The 80th edition of the iconic Sydney to Hobart yacht race has become a brutal battle of attrition, with treacherous seas forcing a staggering 33 yachts to retire by Sunday morning. Crews are contending with a litany of damage, from broken bones and lost safety equipment to crippling technical failures, as the fleet battles 25-knot winds and four-metre swells.
Race Leaders Battle as Defending Champ Falls Behind
At the front of the pack, the race for line honours has taken a dramatic turn. Master Lock Comanche, skippered by Matt Allen and James Mayo, held a four-nautical-mile lead. However, in a shock move on Sunday morning, the Hong Kong-owned SHK Scallywag surged past defending champion LawConnect off Tasmania’s east coast.
Scallywag has made up an impressive 12 nautical miles and, with favourable light winds, is now hunting down Comanche in what would be a major upset. For LawConnect, the dream of a third successive win appears all but over after a catastrophic run of damage.
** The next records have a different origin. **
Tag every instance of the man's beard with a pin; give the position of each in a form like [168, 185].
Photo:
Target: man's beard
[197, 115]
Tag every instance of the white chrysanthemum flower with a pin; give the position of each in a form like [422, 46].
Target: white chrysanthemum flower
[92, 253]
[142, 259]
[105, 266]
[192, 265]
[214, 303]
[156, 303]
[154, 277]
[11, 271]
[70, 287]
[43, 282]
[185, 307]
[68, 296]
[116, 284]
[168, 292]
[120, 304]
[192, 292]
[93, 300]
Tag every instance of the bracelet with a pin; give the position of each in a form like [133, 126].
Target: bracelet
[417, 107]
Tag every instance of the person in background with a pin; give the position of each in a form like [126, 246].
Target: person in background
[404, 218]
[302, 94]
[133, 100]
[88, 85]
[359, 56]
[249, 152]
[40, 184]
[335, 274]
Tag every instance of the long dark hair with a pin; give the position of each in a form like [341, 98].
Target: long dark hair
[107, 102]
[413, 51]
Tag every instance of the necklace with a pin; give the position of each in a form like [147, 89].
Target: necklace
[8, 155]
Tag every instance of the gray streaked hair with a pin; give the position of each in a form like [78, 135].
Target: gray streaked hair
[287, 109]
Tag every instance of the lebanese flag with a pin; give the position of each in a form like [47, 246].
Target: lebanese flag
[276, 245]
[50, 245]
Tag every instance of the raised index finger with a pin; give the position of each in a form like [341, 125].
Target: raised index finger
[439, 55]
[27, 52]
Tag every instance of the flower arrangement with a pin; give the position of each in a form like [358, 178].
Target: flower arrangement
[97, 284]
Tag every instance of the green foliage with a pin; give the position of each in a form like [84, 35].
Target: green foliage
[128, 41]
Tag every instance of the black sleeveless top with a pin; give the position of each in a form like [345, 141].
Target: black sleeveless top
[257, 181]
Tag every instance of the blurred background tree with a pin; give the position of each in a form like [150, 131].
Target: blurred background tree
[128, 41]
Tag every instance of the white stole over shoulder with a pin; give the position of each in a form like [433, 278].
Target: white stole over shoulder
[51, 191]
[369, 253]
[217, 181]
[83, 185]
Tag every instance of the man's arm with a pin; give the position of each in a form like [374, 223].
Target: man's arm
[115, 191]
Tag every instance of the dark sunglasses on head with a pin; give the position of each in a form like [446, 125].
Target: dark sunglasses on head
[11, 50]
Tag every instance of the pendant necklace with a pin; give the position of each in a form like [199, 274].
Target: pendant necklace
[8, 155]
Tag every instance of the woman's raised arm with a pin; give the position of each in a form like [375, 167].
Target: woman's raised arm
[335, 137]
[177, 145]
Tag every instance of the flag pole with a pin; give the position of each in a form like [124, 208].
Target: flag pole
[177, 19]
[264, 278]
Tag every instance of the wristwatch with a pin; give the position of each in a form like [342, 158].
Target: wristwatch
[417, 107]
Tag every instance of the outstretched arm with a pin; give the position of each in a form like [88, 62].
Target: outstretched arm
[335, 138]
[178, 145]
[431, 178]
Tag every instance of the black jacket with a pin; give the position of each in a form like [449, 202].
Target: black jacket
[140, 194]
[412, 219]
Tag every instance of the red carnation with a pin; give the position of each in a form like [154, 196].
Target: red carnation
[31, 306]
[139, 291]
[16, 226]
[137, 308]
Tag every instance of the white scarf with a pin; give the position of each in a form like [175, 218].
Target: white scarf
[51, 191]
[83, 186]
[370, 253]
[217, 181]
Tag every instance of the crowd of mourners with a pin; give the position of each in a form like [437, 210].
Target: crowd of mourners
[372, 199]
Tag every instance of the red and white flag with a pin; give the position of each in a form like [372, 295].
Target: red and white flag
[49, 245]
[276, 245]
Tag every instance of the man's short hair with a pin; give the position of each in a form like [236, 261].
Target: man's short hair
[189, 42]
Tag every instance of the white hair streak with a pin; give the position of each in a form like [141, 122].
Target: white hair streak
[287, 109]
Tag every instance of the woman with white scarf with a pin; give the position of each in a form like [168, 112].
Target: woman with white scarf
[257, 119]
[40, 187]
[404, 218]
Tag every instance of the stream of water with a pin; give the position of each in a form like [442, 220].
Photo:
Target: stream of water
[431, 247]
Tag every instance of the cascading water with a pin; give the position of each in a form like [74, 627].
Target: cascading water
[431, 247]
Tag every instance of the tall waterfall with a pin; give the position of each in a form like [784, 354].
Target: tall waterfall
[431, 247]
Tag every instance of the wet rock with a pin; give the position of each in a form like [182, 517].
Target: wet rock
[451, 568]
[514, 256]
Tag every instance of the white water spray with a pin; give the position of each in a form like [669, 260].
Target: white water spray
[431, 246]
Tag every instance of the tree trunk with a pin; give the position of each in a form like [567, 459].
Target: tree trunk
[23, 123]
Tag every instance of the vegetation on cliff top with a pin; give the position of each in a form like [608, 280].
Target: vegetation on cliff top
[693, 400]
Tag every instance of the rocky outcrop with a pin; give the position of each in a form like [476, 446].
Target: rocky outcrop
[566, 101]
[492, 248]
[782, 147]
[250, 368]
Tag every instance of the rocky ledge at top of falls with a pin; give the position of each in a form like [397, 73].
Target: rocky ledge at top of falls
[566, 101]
"If we weren't a s***t box before we are now," a frank LawConnect skipper Christian Beck told News Corp. He detailed a devastating list of issues: instruments failing from the start, mainsail delamination, a broken halyard dropping the jib twice, and a broken main sheet on the first night. His crew was even attempting sail repairs with "sticky tape."
A Trail of Damage and Dramatic Retirements
The list of casualties is long and speaks to the extreme conditions. Of the starting fleet, 95 yachts are still racing as of 7am Sunday, following the latest retirement of Titoki due to rigging issues.
The retirements include serious incidents:
- The Tasmania-owned Kraken 42S retired on Saturday night after a crew member suffered suspected broken ribs and the yacht experienced electrical problems.
- Ragtime, last year's 31st yacht across the line, was forced out after its life raft was lost overboard.
- Moneypenny, a former podium finisher, also retired after its life raft self-inflated and went overboard. "As safety is the first priority, we had to retire," the crew stated.
- Handicap contender URM Group retired with hull damage, marking its second retirement in two years.
- Supermaxi Wild Thing 100, a 2024 podium finisher, is another high-profile casualty. Skipper Grant Wharington described the seas as "nasty" and expressed doubt over makeshift repairs holding. "When you've got $4 million of mast in the air and no insurance you analyse these things a bit more carefully," he said.
Earlier retirements were also attributed to severe crew seasickness.
A Slow Trek Towards Hobart
The fierce conditions have ensured this will be no record-breaking year. LawConnect was first out of Sydney Heads at about 1.10pm on Boxing Day but lost the lead to Comanche by that evening. The first yachts are now expected to finish in Hobart on Sunday evening, well short of the 2017 race record of one day, nine hours, 15 minutes and 24 seconds.
The race has starkly highlighted the fine line in ocean racing between thrilling challenge and devastating consequence. As one retiring crew put it, "The very things that make ocean racing so exciting can also make it devastating."